Extract
juditha extract walks a fulltext and returns every stored name that appears in it. The mechanism is an Aho-Corasick automaton built at index time over every multi-token normalized name in the corpus.
Use this when:
- You need exact (post-normalization) matches with maximum speed.
- Your corpus fits comfortably in memory at build time.
- You don't need fuzzy / phonetic / variant tolerance during extraction (those still apply to
juditha lookup).
For variant-tolerant extraction (or for corpora large enough that the automaton would blow up at build time) see Percolate.
CLI
echo "The European Parliament met today." > /tmp/doc.txt
juditha extract -i /tmp/doc.txt
# {"text":"European Parliament","start":4,"end":23,"schema":"PublicBody"}
-i reads input from a file / URL / stdin. -o writes the mention list to a file / URL / stdout, one JSON object per line.
# Pipe straight from a document store
curl -s https://example.org/report.txt | juditha extract -o mentions.json
Python
from juditha import get_store
store = get_store()
text = "The European Parliament met today, and the European Council convened later."
mentions = store.extract(text)
for m in mentions:
print(m.text, m.start, m.end, m.schema_)
# European Parliament 4 23 PublicBody
# European Council 44 60 PublicBody
store.extract returns list[Mention]. Mention.text is the original surface form (the slice text[m.start:m.end]), Mention.schema_ is the FollowTheMoney schema label (use Mention.schema_ in Python; the JSON surface uses "schema" via Pydantic alias).
How it works
- At
buildtime every name in every cluster is ICU-normalized (NFKC casefold + Latin transliteration via rigour) and tokenized.
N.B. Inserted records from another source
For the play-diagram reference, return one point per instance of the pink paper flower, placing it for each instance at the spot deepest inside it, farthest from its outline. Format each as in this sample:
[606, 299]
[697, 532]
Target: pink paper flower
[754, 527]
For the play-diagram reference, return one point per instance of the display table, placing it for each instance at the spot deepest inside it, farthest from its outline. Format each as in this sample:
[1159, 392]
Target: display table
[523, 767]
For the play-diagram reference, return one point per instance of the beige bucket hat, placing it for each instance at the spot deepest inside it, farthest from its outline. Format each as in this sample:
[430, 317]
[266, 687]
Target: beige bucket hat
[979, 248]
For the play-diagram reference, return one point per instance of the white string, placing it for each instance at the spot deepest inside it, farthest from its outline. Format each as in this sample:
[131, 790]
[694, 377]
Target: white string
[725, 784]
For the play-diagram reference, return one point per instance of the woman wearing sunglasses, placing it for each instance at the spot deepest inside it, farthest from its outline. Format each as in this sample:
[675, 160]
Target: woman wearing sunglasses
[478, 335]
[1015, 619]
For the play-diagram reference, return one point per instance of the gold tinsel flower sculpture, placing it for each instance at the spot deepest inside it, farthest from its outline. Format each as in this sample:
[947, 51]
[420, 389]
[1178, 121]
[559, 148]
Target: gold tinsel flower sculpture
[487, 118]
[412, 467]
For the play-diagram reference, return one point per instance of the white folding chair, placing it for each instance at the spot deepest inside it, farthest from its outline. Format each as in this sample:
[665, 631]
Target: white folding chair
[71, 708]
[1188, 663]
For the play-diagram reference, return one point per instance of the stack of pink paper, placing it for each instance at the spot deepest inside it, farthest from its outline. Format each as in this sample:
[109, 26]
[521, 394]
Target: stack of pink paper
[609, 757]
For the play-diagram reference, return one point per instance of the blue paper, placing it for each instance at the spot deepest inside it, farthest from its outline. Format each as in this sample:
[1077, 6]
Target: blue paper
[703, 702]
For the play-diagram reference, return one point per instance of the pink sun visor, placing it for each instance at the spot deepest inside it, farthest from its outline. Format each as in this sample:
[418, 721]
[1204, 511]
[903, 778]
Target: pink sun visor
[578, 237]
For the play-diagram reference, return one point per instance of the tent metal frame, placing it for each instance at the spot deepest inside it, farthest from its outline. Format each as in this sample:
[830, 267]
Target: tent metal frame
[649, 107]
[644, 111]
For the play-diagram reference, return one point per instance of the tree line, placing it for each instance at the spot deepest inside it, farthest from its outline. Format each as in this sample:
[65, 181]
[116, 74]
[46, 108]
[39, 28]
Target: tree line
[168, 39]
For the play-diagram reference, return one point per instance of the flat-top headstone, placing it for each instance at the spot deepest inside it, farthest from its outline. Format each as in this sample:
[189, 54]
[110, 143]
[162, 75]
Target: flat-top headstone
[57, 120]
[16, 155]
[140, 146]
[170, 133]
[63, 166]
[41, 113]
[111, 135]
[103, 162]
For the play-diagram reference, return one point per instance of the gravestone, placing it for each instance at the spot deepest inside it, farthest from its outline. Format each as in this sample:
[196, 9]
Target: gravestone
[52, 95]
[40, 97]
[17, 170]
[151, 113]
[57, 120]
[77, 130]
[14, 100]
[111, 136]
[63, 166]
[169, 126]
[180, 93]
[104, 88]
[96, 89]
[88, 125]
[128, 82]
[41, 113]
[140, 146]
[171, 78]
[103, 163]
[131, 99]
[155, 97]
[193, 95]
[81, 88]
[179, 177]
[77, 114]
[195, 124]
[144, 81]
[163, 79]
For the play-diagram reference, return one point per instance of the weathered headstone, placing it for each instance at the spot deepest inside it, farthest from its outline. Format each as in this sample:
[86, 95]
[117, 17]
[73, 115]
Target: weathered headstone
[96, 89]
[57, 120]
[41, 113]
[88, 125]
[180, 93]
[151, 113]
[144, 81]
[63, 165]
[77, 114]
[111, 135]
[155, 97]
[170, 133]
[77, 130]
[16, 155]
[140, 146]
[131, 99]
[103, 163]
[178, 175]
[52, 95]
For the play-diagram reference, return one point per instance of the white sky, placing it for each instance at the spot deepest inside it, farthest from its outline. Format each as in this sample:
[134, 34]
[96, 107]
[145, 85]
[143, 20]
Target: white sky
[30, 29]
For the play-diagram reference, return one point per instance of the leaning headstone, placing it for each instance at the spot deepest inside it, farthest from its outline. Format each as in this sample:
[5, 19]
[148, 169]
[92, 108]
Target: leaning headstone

Names with fewer than 2 tokens or with a total normalized length under 8 characters are dropped (filters out "EU", "ag", and similar noise). - Each surviving pattern is wrapped with leading and trailing spaces (
" european parliament ") so the automaton itself enforces token-boundary alignment. - At extraction time the input text is tokenized with the same ICU normalization, joined back together with spaces, and run through the automaton in a single O(n) pass.
- Match positions in the normalized text are mapped back to original-text byte offsets via a precomputed
char_to_tokenarray, soMention.startandMention.endindex into the original text.
Persistence
The automaton is persisted alongside the tantivy index as automaton.txt (tab-delimited pattern<TAB>schema per line). The first extract call after a process start loads it from disk; subsequent calls reuse the in-memory automaton.
juditha build regenerates this file in the same pass that rebuilds the tantivy index.
Limits
- Exact post-normalization match only. "Müller" and "muller" match (ICU folding), but "Jane Doe" and "Jane M. Doe" do not (the intervening token breaks the match).
- Single-token names ("EU", "Britta") are dropped to keep noise low. If you need to surface those, percolate doesn't change that floor either, by design.
- Build-time memory scales with corpus size. For multi-million-name corpora
juditha percolateis the more sustainable choice.